I, Object

Living in a material world: not-so-inanimate objects are the stars of many Edinburgh Fringe 2022 shows – as witnessed by Dorothy Max Prior in Materia, Megalith, Every Word Was Once an Animal, The Smile off Your Face, Closing Party, and A Very Old Man With Enormous Wings

We are in the Old Lab at Summerhall at 10.15am. Somehow, this feels completely appropriate, for what we are about to witness turns out to be as much a demonstration of practical physics and engineering skills as an art show – although all is done with the utmost artfulness. A calm and serious looking young man kneels onstage, leaning over an electric fan which has been placed on its side. He is feeding polystyrene balls into the wind current created by the fan and they move around in a circle, jostle each other, and eventually (for some, anyway) get edged out and on to the floor. He steps away, and over to a sheet of polystyrene, which is stacked between two fans which counterbalance each other and keep it upright. This is just the start. Later, there are all sorts of complicated games involving carved or shredded polystyrene, multiple electric fans, and a monochrome lighting plan that plays with the extremities of light and dark, as shadows are cast and strobes highlight the mechanised action.

This is Materia, a show by Andrea Salustri produced by the legendary Aurora Nova. It is described as ‘a choreography for several polystyrene shapes and one human’ – which is a pretty accurate summary. What starts as a straight forward ‘human manipulates object’ scenario evolves into a situation where the objects seem to be calling the shots. Creativity and destruction are balanced out – and there’s plenty of gentle humour too, as we (inevitably) anthropomorphise these polystyrene constructions and create narratives of our own. Here, a mechanical creature asserting its right to survive; there, a tide ebbing and flowing. The final stage picture gives us a grouping of around six automata all firing on full cylinders, accompanied by a great ‘industrial’ soundtrack. It is a truly novel example of brilliant object theatre. And in case you’re wondering what happens to all this shredded polystyrene, Andrea (speaking for the first and only time in the hour) reassures us that it is all taken back to Berlin and fed to plastic-eating worms. I kid you not.

Over at Zoo Southside,Mechanimal’s Megalith promises – and delivers, ‘rocks, beats, geological bodies and stone circles’. A performer and sound artist (accompanied by two technicians also brought into the stage action) ‘playfully duet to deep-time techno, metamorphic soundscapes and the Internet of Things’.

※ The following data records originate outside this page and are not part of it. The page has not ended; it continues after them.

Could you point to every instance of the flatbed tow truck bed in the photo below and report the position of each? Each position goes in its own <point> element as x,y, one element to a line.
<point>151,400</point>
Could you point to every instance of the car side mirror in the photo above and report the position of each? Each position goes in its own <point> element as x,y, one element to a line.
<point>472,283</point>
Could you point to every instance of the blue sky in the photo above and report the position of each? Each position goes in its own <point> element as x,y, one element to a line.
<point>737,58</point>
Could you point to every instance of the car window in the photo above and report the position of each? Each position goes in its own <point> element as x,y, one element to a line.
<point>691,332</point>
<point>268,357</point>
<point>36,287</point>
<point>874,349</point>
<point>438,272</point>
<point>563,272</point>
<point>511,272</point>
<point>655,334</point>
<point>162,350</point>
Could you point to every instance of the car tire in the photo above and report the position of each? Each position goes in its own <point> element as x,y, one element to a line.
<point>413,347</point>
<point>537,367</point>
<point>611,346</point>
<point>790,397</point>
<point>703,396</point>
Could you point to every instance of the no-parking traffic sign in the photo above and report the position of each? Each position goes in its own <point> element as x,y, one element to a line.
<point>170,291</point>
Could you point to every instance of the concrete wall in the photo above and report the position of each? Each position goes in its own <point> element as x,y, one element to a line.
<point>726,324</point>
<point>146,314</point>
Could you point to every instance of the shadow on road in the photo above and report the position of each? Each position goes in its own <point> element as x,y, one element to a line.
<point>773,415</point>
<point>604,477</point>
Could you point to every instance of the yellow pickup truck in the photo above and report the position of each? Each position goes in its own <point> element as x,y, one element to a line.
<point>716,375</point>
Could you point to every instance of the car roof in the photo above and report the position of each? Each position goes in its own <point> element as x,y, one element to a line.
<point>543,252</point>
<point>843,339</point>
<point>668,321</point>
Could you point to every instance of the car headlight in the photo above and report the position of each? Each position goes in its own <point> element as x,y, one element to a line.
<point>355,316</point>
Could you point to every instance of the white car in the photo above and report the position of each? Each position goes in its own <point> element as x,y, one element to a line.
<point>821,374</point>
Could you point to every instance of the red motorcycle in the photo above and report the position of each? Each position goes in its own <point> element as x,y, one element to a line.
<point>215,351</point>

It starts with the onstage team fiddling and doodling with sounds and images, seemingly failing to get the show started. There are recurrent ‘failed to connect’ to the Internet and timed-out warnings. ’We seem to be having some problems here,’ says the sound artist. It’s only later I twig the relevance of this announcement coming from the stage, rather than from a front-of-house person or usher. After 10 or 15 minutes, the auditorium has finally quietened down, as one group of people after another realise that the show is, in fact, already underway. 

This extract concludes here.